I felt compelled to write about how vegans get all of the adequate nutrients they need to thrive and live a healthy life. There are so many critics who feel a vegan diet is not enough and that a person needs to incorporate meat and dairy into his/her diet. I can’t tell you how many times I’ve heard, But are you getting enough protein? What people fail to understand is how jam packed beans are with protein. Although I am in no way a doctor or a nutritionist, I have found through research, that there is no reason why a person couldn’t get all of the nutrients needed by eating a diet consisting of fruits, vegetables, whole grains, and legumes. I started this lifestyle over a year ago when my daughter was born.
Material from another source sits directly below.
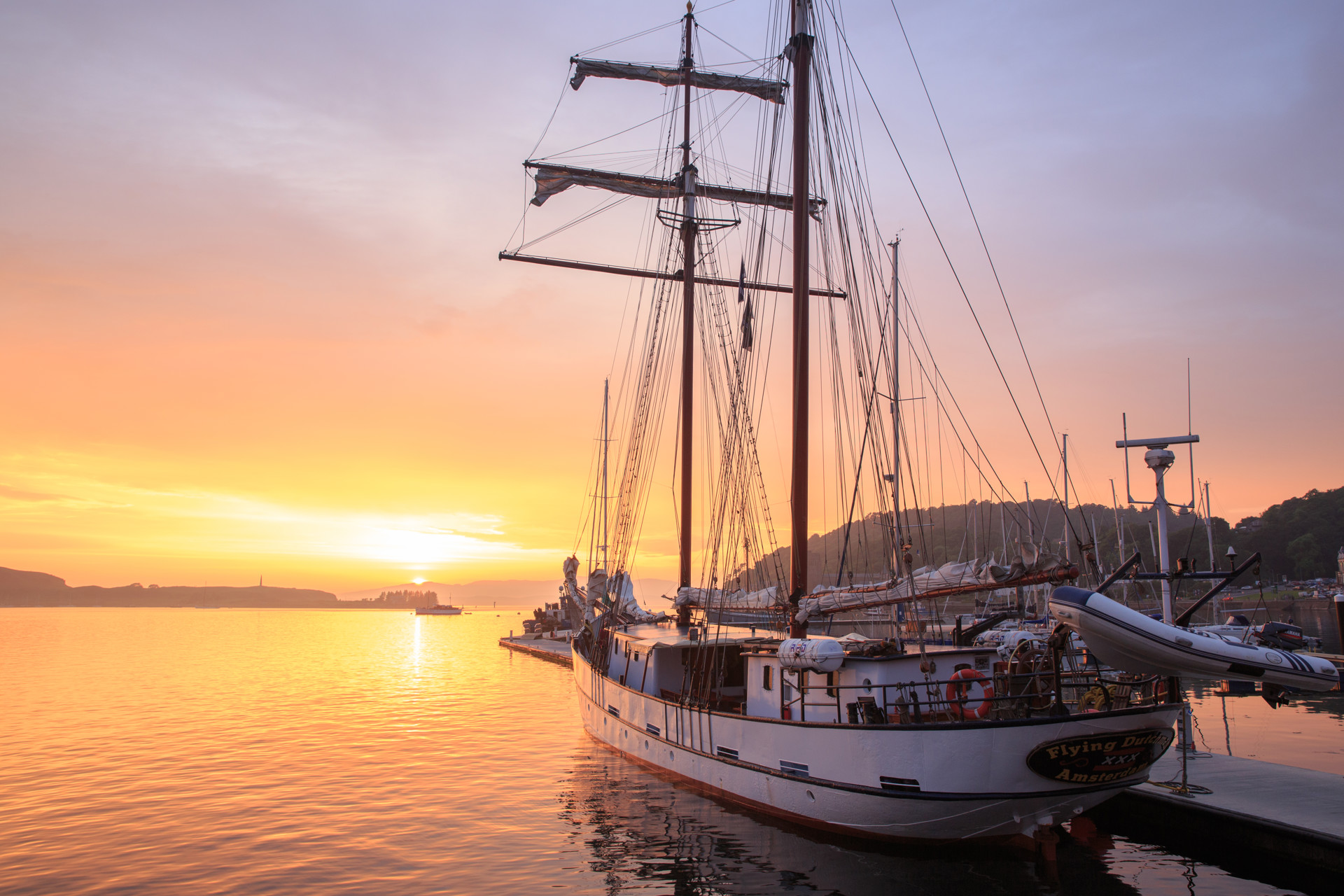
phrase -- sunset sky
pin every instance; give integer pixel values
(252, 320)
Since eating this way, I no longer feel depressed, like I’m in a fog, sick from stomach pains, and fatigued. Many adults I’ve found often say they wish they felt like they did in their teens. Well, I wake up everyday with the energy of a teenager! Although I’ve been a vegan for several years, I spent the majority of those years eating processed food. I can’t imagine going back to eating that way and feeling run down all of the time. I’m here to tell you, a commitment to this lifestyle will change you forever in the best way possible.
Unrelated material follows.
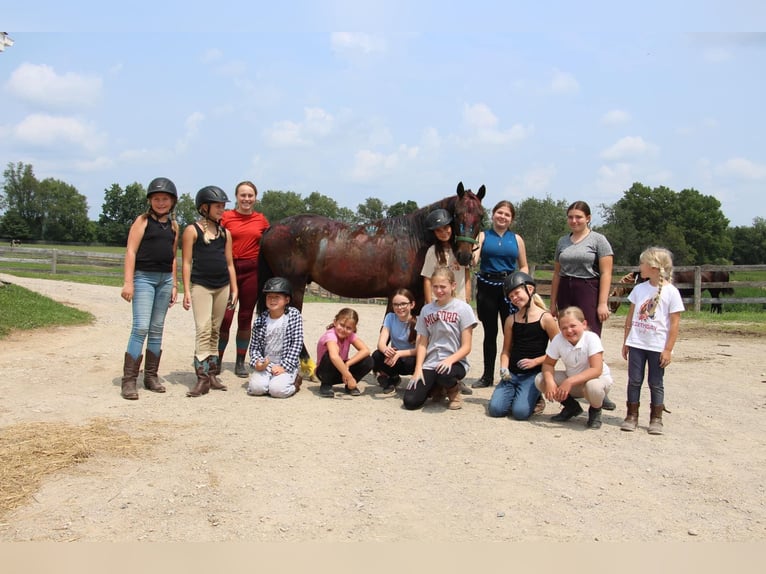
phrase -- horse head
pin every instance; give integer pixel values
(467, 215)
Here is a list of nutrients most people believe to be harder to find in vegan foods as opposed to meat and dairy. I use this list as a daily checklist to make sure that my vegan daughter is getting all of the necessary vitamins, protein, and fat.
|Important Vitamins and Nutrients Vegans Need to Get Daily||Vegan Food Sources Containing Vitamins and Nutrients|
|Protein||Ezekiel bread, beans|
|Calcium||kale, oranges, soybeans, dates, sesame seeds|
|Vitamin D||the sun, mushrooms|
|Zinc||chickpeas, pinto beans, kidney beans, lentils, corn, peas, oatmeal, chia seeds|
|Iron||kale, whole grains, beans, seeds, dates|
|B12||fortified nutritional yeast, Silk soymilk, fortified soy products and cereals (I’m not a fan of processed food, so this has been a challenge for me)|
|Riboflavin (B2)||mushrooms, sesame seeds, chia seeds, spinach, avocado, wheat|
|B3||peas, mushrooms, avocado|
|B5||mushrooms, avocado, sweet potato|
|B6||bananas, avocado, spinach|
|B9 (Folate)||lentils, spinach, asparagus, lettuce, avocado, mango, oranges, wheat bread|
|Healthy Fat||avocado, hummus (made with oil), olive oil|
And, they say you can’t thrive as a vegan!!!!